UK veterinary practices will offer emergency care only as measures ramp up against the Covid-19 pandemic.

In a joint statement, the British Veterinary Association (BVA) and Royal College of Veterinary Surgeons (RCVS) statement announced how changes would affect veterinary work during the Covid-19 lockdown.

In a statement, the bodies said: "On Monday evening BVA and the RCVS moved quickly to determine what the [lockdown] announcement would mean for veterinary care and, while seeking urgent clarification from the government, we agreed that veterinary practices could continue to operate in order to provide emergency care, fulfil urgent prescriptions, and maintain the food supply chain.

"The lack of clarity in Government announcements over which premises could stay open caused some confusion on Tuesday and we recognise that this information was being assembled quickly.

Following our urgent requests for clarification through lobbying the government, veterinary surgeries have now been explicitly listed as an exception to the closures.

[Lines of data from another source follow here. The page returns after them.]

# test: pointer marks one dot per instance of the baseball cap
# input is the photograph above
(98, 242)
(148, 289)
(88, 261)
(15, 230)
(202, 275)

"Veterinary practices may remain open under the new rules. However, the number of clients seen face-to-face should be kept to an absolute minimum and veterinary teams must insist on strict social distancing measures at all times."

The RCVS has recently updated its series of FAQs to help veterinary professionals understand the new rules, including small animal practice and those working in ambulatory roles, eg equine and farm vets.

The changes include:

  • Routine treatments should not be carried out until further notice.
  • You may offer your clients advice and consultation services via remote means, including prescribing Prescription-only Medicines where appropriate.
  • Clients and/or veterinary professionals should only travel to see animals if judged essential to do so.
  • Animals should only be seen in emergencies or where, in the judgement of the veterinary surgeon, urgent assessment and/or treatment is needed in order to reduce the risk of patient deterioration to the point where it may become an emergency in the near future (ie within the three-week time frame currently laid out by the Government for these measures).
  • Veterinary professionals should exercise judgement as to when it is necessary for you to see an animal and/or their owner in person.
  • Further guidance will also be provided as the Government’s longer-term position is clarified.

The BVA is also developing some further guidance to provide clear examples of what constitutes routine, urgent and emergency care. This will be available shortly.